Blending hydrogen process gas with natural gas

Published on: 

GE has introduced flexible fuel-blending technology for its Frame 7FA gas turbines that enables turbine operators to lower their fuel costs and overall operating expenses by reducing the amount of natural gas fuel required by the turbines, while also offering a more efficient use of process gases.

The first application of this new system is four GE Frame 7FA Gas Turbines at Dow Chemical Company’s Plaquemine, La., facility.


This new technology enables the blending of up to five percent hydrogen into a GE dry low NOx (DLN) 2.6 combustion system. This enables customers to use hydrogen gas that is a byproduct of a petrochemical process as part of the fuel mix for a 7FA Gas Turbine. The new product joins GE’s portfolio of service offerings designed to help customers meet today’s challenges by helping to operate their power plants cleaner, smarter and more efficiently.

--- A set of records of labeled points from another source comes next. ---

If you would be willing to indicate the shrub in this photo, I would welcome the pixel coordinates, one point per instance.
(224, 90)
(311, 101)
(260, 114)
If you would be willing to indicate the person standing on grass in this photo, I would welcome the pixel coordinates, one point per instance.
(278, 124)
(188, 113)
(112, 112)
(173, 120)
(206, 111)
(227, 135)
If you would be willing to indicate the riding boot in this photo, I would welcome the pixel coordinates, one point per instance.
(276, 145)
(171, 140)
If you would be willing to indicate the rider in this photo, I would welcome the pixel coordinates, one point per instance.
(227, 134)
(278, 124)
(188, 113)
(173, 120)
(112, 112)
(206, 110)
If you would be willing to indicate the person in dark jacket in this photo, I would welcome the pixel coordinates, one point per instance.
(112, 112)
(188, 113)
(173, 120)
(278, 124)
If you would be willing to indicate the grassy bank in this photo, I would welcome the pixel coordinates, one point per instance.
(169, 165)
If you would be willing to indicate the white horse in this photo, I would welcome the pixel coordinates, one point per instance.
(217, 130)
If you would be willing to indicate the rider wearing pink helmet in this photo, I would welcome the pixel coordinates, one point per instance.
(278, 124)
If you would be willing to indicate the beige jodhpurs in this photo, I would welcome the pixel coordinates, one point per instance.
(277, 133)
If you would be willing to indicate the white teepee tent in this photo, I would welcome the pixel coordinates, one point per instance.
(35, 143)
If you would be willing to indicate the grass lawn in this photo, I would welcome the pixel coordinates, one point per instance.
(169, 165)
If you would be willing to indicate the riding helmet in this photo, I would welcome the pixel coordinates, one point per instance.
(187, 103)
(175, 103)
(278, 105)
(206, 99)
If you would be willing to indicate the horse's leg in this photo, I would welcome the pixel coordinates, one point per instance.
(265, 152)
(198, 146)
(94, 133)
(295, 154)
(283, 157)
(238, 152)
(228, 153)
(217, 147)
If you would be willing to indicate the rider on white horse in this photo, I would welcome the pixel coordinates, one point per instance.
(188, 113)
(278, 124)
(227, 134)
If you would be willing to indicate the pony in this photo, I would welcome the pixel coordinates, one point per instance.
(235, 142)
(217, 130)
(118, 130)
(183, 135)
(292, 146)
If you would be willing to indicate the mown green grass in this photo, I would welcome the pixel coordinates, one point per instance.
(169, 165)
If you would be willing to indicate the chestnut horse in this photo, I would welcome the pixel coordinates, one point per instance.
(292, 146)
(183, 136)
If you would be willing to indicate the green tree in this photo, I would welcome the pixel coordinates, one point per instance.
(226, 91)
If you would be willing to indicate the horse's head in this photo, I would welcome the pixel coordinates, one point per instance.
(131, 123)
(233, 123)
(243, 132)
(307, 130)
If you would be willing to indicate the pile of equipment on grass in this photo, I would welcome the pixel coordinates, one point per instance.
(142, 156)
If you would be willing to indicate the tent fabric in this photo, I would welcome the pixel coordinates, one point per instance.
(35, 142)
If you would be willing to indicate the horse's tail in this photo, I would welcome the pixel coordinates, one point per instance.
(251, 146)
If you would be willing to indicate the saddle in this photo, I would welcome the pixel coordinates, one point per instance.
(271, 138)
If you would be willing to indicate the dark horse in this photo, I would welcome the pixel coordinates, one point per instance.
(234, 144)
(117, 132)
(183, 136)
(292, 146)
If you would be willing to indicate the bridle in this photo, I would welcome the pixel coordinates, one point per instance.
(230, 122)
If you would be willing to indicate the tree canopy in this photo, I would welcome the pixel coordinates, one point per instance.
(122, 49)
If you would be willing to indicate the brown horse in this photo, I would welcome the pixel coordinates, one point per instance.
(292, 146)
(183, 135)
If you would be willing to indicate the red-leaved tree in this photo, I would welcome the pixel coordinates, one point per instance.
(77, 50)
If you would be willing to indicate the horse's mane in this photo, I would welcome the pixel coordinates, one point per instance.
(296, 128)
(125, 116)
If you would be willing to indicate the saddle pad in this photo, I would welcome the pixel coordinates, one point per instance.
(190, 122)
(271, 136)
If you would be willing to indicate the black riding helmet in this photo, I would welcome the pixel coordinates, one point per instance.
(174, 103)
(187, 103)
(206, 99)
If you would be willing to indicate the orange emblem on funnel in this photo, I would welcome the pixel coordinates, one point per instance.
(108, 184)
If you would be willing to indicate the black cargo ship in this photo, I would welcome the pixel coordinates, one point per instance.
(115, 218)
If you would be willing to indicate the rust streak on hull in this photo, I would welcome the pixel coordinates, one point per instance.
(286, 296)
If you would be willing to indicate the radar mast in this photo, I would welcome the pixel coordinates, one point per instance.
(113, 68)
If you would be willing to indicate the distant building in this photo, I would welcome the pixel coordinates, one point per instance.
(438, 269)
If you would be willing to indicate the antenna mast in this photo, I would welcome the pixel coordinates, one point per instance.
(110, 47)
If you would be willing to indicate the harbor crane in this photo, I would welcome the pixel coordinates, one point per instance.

The GE fuel-blending system includes hardware required for mixing the gases, instrumentation for measuring the gas compositions and controls to maintain the proper fuel flow into the gas turbine. No physical changes were made to the gas turbine compressor or hot gas path. The validation of this technology has demonstrated that the Frame 7FA Gas Turbine combustor can accommodate variations in fuel composition and meet all operability, emissions and performance needs.

To date, three of the four units are operating on blended fuel, with the fourth unit to operate on blended fuel later this summer. To date, these units have accumulated more than 5,100 hours on blended fuel.

GE’s fuel-blending system for the 7FA allows the use of process or waste gases in a high-efficiency power generation platform instead of having to use the process gas in a lower efficiency system, such as a duct burner. It also can reduce the need to dispose of the process gas by flaring.

The new hydrogen fuel-blending system has been initially designed for use with GE’s advanced 7FA Gas Turbine, part of GE’s worldwide fleet of F-class gas turbines, which has compiled more than 35 million hours of service.